Since $x^{10} + y^{10} = 1$, then $x^{10} = 1-y^{10} \leq 1$, so $x \in [-1,1]$. Similarly, one has $y \in [-1,1]$.
Since $x^9 + y^9=1$, then $y = (1-x^9)^{1/9}$. The equation $x^{10} + y^{10} = 1$ then rewrites as $$x^{10} + (1-x^9)^{10/9} = 1$$
Let $f : [-1,1] \rightarrow \mathbb{R}$ defined by $f(x)=x^{10} + (1-x^9)^{10/9}$. By direct computation, one has $$f'(x)=10x^8(x-(1-x^9)^{1/9}) = 10x^8 g(x)$$
where $g(x)=x-(1-x^9)^{1/9}$. But $g'(x)=x^8(1-x^9)^{-8/9}+1 > 0$, so $g$ is increasing. Since $g(-1)=-1-2^{1/9} < 0$, and $g(1)=1>0$, then there exists $a \in (-1,1)$ such that $g(x) \geq 0 \Longleftrightarrow x \geq a$, i.e. such that $f'(x) \geq 0 \Longleftrightarrow x \geq a$.

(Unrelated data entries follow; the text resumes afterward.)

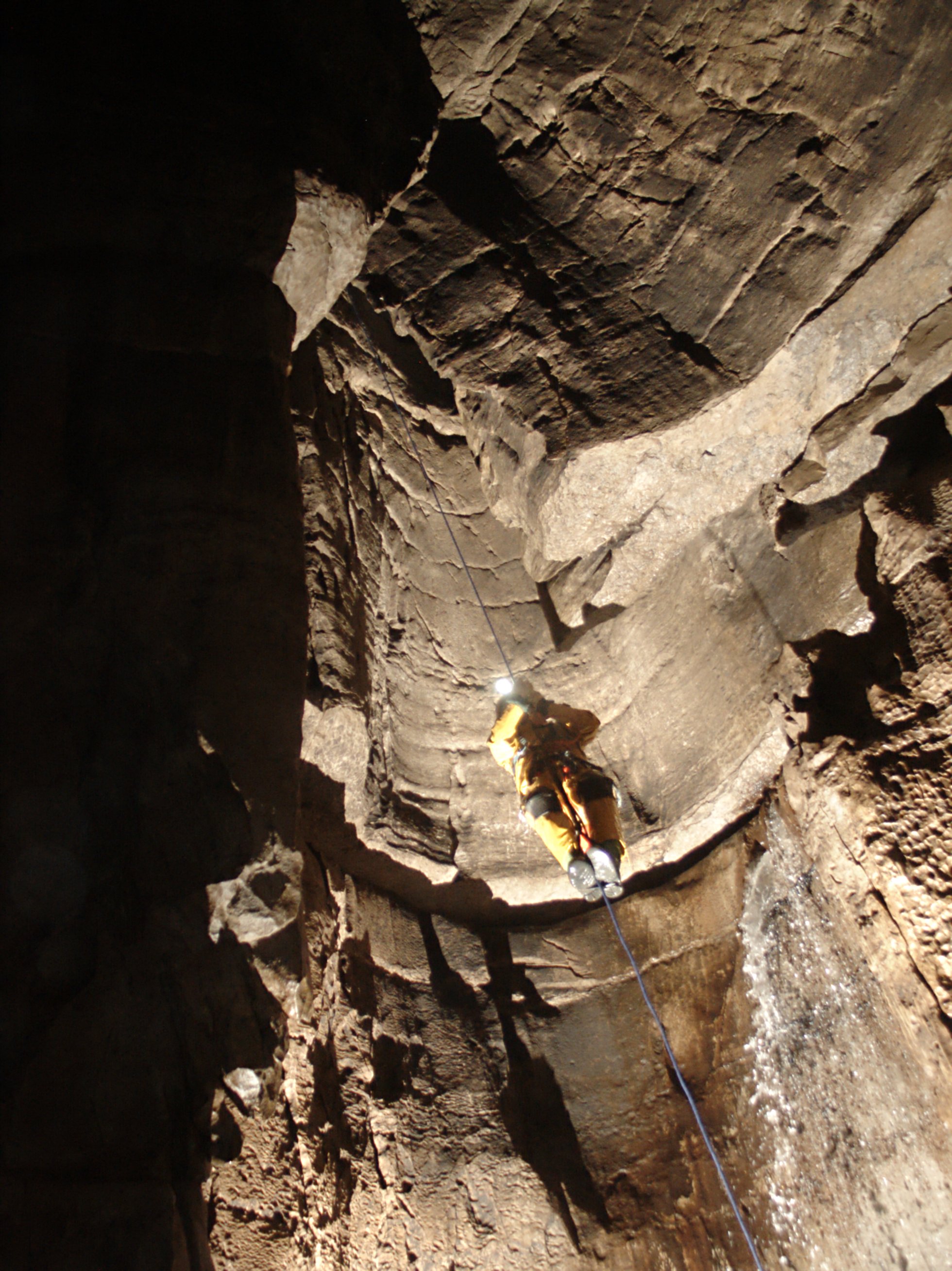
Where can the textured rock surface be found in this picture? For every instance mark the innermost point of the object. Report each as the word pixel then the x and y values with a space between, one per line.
pixel 664 296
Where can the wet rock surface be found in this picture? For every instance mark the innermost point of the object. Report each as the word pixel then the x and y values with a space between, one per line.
pixel 662 298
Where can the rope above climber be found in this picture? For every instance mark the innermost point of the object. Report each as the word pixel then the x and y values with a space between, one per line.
pixel 567 799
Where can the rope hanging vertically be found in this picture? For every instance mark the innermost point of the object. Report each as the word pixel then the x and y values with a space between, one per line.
pixel 648 1003
pixel 430 485
pixel 684 1086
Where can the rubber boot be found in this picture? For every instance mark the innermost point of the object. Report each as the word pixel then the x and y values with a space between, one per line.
pixel 605 859
pixel 581 875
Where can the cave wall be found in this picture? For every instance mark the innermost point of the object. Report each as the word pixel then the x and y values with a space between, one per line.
pixel 155 605
pixel 664 298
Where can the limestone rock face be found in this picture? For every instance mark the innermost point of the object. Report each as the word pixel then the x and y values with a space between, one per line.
pixel 660 296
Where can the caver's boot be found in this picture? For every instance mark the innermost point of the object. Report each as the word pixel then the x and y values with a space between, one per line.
pixel 581 875
pixel 605 859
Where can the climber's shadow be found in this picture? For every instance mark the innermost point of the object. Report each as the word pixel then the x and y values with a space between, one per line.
pixel 532 1102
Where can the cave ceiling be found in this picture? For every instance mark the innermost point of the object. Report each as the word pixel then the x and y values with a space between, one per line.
pixel 648 306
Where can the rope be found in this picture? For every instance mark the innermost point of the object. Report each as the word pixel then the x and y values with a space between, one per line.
pixel 681 1082
pixel 430 485
pixel 648 1003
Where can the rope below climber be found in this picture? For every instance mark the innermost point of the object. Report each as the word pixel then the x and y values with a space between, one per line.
pixel 574 804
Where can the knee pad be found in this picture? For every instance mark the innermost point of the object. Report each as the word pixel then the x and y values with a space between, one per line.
pixel 541 804
pixel 595 786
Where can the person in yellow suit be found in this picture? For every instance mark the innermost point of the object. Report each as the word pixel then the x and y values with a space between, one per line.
pixel 569 800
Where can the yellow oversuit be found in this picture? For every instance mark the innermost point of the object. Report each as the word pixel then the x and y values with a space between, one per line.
pixel 542 745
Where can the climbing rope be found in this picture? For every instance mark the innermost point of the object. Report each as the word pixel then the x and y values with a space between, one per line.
pixel 684 1086
pixel 430 485
pixel 648 1003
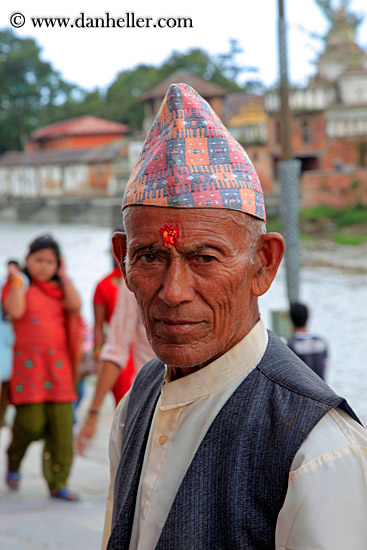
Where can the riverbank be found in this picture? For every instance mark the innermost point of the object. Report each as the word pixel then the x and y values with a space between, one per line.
pixel 324 252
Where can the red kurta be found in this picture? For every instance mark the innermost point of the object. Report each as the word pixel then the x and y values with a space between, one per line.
pixel 42 371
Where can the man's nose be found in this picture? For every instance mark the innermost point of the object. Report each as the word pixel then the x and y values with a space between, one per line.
pixel 177 286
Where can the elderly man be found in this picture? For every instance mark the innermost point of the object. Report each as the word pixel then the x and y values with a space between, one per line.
pixel 227 440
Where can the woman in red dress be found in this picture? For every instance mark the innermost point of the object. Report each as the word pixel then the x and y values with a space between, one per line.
pixel 43 306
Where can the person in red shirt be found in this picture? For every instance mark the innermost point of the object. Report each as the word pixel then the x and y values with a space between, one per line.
pixel 104 302
pixel 44 308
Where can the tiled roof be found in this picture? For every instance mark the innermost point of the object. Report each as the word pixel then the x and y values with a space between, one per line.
pixel 80 126
pixel 235 101
pixel 106 153
pixel 203 87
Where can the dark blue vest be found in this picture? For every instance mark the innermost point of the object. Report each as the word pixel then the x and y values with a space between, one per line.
pixel 235 486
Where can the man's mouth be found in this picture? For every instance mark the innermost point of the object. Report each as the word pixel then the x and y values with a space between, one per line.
pixel 177 326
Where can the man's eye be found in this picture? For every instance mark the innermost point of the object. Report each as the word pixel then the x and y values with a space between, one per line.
pixel 205 259
pixel 148 258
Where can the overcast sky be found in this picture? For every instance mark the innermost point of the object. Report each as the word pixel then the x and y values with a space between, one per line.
pixel 93 57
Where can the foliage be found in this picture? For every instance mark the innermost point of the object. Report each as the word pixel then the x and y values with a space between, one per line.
pixel 350 239
pixel 33 94
pixel 341 216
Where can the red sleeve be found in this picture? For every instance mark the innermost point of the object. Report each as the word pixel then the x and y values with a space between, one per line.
pixel 98 297
pixel 5 291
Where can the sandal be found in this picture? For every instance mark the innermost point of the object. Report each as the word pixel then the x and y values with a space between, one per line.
pixel 65 494
pixel 13 480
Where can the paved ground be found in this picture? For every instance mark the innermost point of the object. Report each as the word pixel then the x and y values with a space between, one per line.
pixel 29 519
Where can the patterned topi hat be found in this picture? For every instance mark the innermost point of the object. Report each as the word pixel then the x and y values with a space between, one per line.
pixel 190 160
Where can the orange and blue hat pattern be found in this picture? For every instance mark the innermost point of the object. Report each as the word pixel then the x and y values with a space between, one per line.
pixel 190 160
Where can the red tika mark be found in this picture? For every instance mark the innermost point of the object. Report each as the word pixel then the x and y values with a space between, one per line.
pixel 169 235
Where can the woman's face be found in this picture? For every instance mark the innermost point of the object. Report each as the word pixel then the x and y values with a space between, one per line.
pixel 42 265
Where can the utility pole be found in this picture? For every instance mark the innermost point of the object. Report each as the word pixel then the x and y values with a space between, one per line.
pixel 289 170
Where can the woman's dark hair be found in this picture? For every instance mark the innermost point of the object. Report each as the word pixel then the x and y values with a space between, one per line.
pixel 41 243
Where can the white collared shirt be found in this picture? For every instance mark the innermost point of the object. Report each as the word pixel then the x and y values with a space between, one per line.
pixel 327 490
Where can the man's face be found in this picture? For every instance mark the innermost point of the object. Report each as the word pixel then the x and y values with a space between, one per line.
pixel 195 297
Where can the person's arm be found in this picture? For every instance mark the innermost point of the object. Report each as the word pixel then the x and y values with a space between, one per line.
pixel 114 452
pixel 326 502
pixel 99 317
pixel 105 382
pixel 72 300
pixel 14 302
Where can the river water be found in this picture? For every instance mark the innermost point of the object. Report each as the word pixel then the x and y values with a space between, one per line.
pixel 337 298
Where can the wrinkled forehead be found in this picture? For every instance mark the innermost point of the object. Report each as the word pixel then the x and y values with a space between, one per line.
pixel 177 227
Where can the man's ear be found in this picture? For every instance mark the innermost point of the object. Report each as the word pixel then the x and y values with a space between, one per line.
pixel 119 250
pixel 269 254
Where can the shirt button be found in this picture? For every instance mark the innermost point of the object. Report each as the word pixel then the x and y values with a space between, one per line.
pixel 162 439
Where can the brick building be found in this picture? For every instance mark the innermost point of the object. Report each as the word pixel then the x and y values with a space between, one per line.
pixel 329 121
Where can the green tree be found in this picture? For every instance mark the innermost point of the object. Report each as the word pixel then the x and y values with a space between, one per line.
pixel 27 85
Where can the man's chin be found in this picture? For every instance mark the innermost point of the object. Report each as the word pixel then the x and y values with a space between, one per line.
pixel 179 355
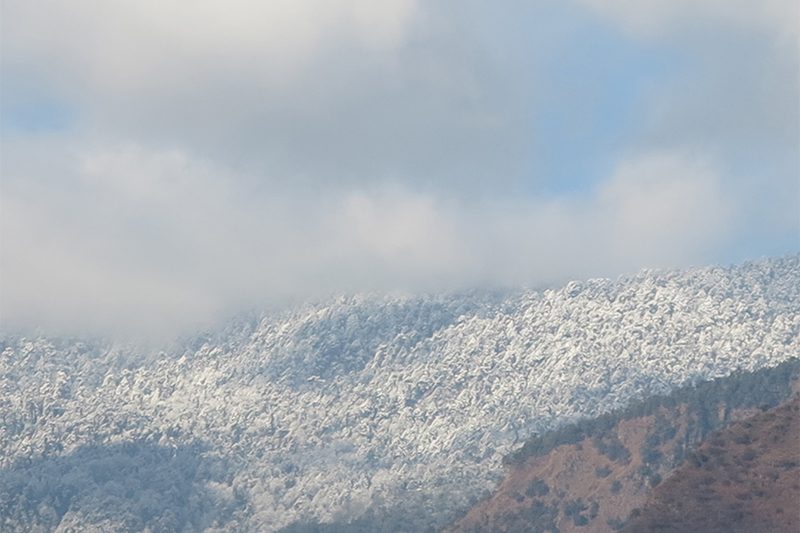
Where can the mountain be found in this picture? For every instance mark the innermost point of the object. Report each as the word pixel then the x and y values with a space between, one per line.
pixel 743 479
pixel 374 411
pixel 594 476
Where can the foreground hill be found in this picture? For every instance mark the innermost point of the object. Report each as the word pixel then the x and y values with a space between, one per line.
pixel 381 410
pixel 594 475
pixel 743 479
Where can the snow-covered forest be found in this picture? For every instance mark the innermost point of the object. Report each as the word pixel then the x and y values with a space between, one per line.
pixel 399 409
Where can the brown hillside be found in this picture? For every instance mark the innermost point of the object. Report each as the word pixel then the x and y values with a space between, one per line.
pixel 601 479
pixel 576 487
pixel 743 479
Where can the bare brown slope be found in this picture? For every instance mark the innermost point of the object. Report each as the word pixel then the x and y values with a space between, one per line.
pixel 575 487
pixel 596 478
pixel 744 479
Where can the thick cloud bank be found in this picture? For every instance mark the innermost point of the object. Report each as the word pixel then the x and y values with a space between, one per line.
pixel 168 162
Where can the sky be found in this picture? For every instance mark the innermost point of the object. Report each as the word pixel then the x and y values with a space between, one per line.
pixel 165 164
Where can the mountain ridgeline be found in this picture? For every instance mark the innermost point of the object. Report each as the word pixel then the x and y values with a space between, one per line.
pixel 593 476
pixel 369 412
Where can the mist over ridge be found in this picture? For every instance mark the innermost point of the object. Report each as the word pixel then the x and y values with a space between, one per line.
pixel 395 408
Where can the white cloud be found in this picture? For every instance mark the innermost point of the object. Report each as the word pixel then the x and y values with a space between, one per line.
pixel 158 241
pixel 129 46
pixel 665 208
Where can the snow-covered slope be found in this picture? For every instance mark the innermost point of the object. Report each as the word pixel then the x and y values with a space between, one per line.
pixel 397 407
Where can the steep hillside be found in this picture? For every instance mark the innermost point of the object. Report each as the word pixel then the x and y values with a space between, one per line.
pixel 592 476
pixel 743 479
pixel 393 410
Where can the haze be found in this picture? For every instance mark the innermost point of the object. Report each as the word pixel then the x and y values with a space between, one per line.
pixel 167 163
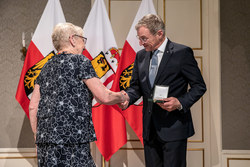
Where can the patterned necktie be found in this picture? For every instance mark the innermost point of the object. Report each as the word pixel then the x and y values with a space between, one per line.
pixel 153 68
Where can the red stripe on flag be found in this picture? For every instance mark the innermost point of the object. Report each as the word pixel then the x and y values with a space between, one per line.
pixel 32 57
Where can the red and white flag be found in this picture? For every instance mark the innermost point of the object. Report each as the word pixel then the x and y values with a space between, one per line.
pixel 133 114
pixel 40 50
pixel 102 50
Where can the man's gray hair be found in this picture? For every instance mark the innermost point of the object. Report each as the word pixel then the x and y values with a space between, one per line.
pixel 153 22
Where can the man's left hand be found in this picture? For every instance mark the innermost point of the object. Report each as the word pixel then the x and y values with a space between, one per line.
pixel 170 104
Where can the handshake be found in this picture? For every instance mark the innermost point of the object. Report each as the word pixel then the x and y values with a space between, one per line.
pixel 124 105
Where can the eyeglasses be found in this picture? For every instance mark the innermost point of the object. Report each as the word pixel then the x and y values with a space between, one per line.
pixel 83 38
pixel 142 39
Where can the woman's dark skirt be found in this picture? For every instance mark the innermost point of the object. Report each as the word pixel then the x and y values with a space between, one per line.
pixel 69 155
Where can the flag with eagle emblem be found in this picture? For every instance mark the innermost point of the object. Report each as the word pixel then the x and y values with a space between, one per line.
pixel 102 50
pixel 133 114
pixel 40 50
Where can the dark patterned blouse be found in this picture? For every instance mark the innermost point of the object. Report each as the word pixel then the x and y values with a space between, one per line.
pixel 64 113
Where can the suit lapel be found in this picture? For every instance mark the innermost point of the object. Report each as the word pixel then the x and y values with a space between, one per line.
pixel 147 63
pixel 166 55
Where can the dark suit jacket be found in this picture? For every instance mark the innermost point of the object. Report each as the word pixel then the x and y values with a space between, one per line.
pixel 178 69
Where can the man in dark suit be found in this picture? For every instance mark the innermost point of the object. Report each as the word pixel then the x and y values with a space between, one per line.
pixel 166 125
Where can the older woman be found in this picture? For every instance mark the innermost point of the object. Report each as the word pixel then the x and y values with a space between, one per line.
pixel 60 107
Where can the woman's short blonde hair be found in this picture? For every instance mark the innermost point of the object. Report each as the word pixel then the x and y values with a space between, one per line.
pixel 62 32
pixel 153 22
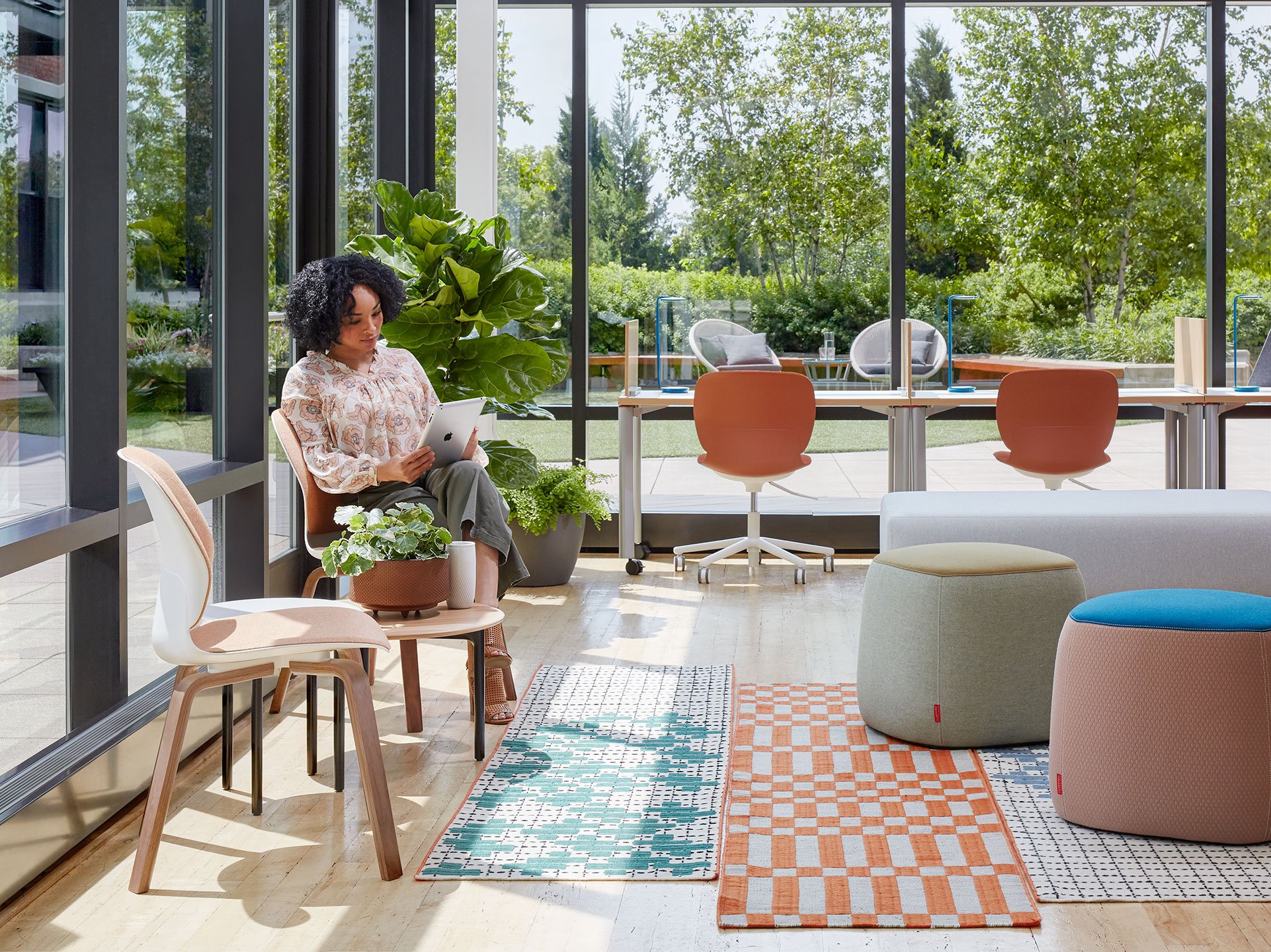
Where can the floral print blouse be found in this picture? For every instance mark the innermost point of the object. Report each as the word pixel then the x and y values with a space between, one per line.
pixel 348 421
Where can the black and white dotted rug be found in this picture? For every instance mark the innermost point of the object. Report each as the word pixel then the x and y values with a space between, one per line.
pixel 1071 863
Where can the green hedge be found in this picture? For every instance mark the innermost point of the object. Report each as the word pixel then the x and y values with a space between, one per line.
pixel 1028 311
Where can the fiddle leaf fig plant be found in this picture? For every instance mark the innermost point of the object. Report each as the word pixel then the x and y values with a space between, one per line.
pixel 474 317
pixel 406 532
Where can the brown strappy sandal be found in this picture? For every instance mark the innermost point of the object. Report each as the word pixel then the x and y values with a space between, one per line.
pixel 496 649
pixel 499 711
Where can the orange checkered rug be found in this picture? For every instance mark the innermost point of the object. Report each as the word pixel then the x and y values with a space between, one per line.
pixel 831 822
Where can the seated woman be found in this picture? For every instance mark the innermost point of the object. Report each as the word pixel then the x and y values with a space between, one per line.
pixel 360 409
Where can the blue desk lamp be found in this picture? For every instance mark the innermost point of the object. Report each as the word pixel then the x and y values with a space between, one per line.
pixel 1236 322
pixel 964 388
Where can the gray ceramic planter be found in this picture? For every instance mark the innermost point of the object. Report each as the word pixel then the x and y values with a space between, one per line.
pixel 550 557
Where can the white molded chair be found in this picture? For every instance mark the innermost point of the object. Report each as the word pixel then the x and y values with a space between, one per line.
pixel 871 352
pixel 248 641
pixel 716 327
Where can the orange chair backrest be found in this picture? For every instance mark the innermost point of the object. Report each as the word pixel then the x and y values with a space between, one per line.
pixel 754 422
pixel 1057 421
pixel 319 505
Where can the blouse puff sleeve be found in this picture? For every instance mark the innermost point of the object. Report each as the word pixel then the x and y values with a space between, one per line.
pixel 432 403
pixel 333 471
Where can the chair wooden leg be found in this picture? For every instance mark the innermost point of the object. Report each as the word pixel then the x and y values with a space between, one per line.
pixel 227 736
pixel 339 725
pixel 280 689
pixel 366 738
pixel 411 686
pixel 257 742
pixel 310 723
pixel 188 684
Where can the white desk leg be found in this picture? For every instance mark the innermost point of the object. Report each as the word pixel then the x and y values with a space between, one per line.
pixel 1172 461
pixel 893 449
pixel 628 482
pixel 918 454
pixel 637 485
pixel 1194 454
pixel 1211 413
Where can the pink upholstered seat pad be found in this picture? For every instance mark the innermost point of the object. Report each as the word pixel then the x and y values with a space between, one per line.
pixel 319 627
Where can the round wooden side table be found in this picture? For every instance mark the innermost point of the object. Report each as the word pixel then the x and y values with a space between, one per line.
pixel 441 622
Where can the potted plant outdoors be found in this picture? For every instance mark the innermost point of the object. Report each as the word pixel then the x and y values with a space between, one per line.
pixel 548 519
pixel 395 559
pixel 474 314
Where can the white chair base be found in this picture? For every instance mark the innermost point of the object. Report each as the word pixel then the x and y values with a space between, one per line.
pixel 754 545
pixel 1053 481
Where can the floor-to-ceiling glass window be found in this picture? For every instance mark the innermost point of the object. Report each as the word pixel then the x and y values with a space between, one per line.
pixel 355 120
pixel 1055 180
pixel 32 296
pixel 171 182
pixel 737 161
pixel 281 262
pixel 534 96
pixel 32 383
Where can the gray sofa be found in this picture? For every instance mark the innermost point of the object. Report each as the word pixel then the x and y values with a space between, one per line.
pixel 1122 539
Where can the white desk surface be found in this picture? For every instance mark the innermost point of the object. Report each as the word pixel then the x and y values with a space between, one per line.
pixel 1156 395
pixel 824 398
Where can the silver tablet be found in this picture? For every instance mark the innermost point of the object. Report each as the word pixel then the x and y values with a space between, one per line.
pixel 450 427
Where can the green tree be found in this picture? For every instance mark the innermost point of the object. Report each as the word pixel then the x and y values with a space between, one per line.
pixel 776 132
pixel 1091 126
pixel 635 215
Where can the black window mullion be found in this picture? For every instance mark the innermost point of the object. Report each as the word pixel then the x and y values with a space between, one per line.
pixel 96 415
pixel 1215 188
pixel 242 288
pixel 580 305
pixel 391 95
pixel 423 96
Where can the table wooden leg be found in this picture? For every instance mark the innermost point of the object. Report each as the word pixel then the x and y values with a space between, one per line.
pixel 411 686
pixel 478 655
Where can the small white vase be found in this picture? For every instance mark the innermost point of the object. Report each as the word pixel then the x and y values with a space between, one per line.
pixel 463 575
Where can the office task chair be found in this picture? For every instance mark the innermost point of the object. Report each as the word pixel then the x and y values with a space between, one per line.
pixel 1057 424
pixel 248 641
pixel 754 427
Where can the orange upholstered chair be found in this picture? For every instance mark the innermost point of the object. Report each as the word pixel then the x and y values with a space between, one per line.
pixel 754 427
pixel 1057 424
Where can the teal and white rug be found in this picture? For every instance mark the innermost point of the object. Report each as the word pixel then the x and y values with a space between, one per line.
pixel 606 773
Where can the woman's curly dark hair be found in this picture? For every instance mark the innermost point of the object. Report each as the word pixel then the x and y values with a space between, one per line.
pixel 322 294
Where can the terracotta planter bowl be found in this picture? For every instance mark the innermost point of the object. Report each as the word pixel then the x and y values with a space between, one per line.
pixel 402 586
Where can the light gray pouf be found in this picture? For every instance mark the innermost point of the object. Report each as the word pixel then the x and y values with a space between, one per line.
pixel 958 642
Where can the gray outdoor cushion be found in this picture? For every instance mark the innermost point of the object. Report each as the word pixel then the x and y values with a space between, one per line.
pixel 958 642
pixel 745 348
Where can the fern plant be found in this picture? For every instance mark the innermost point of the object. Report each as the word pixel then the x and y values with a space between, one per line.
pixel 559 491
pixel 406 532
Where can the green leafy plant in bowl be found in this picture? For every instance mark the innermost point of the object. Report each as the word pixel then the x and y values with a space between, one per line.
pixel 548 518
pixel 395 559
pixel 474 317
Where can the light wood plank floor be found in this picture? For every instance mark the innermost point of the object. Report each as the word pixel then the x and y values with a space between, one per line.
pixel 304 875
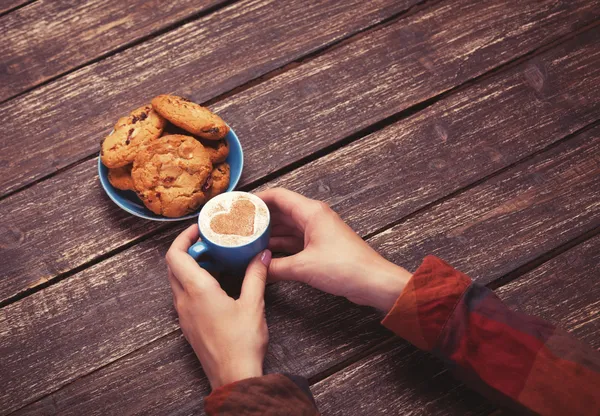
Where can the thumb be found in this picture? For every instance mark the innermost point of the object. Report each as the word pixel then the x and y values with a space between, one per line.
pixel 253 287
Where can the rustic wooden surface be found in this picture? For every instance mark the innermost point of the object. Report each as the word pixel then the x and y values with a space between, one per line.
pixel 408 381
pixel 465 129
pixel 6 6
pixel 63 121
pixel 289 97
pixel 79 33
pixel 356 327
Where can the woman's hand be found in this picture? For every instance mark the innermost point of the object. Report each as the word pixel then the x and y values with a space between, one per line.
pixel 229 336
pixel 327 253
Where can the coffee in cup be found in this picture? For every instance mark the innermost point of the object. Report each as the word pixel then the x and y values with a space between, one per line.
pixel 234 227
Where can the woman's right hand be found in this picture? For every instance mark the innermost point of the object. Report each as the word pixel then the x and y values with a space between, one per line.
pixel 327 254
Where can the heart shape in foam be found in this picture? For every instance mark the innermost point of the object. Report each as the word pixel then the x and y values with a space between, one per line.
pixel 238 221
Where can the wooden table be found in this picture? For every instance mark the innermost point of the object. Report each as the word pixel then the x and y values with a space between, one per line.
pixel 467 129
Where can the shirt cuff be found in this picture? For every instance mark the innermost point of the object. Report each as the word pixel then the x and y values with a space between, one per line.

So $f$ is decreasing over $[-1,a]$ and increasing over $[a,1]$. We deduce that the equation $f(x)=1$ has at most two solutions, and since $x=0$ and $x=1$ are solutions, they are the only ones.
Finally, the system has two real solutions which are $(1,0)$ and $(0,1)$.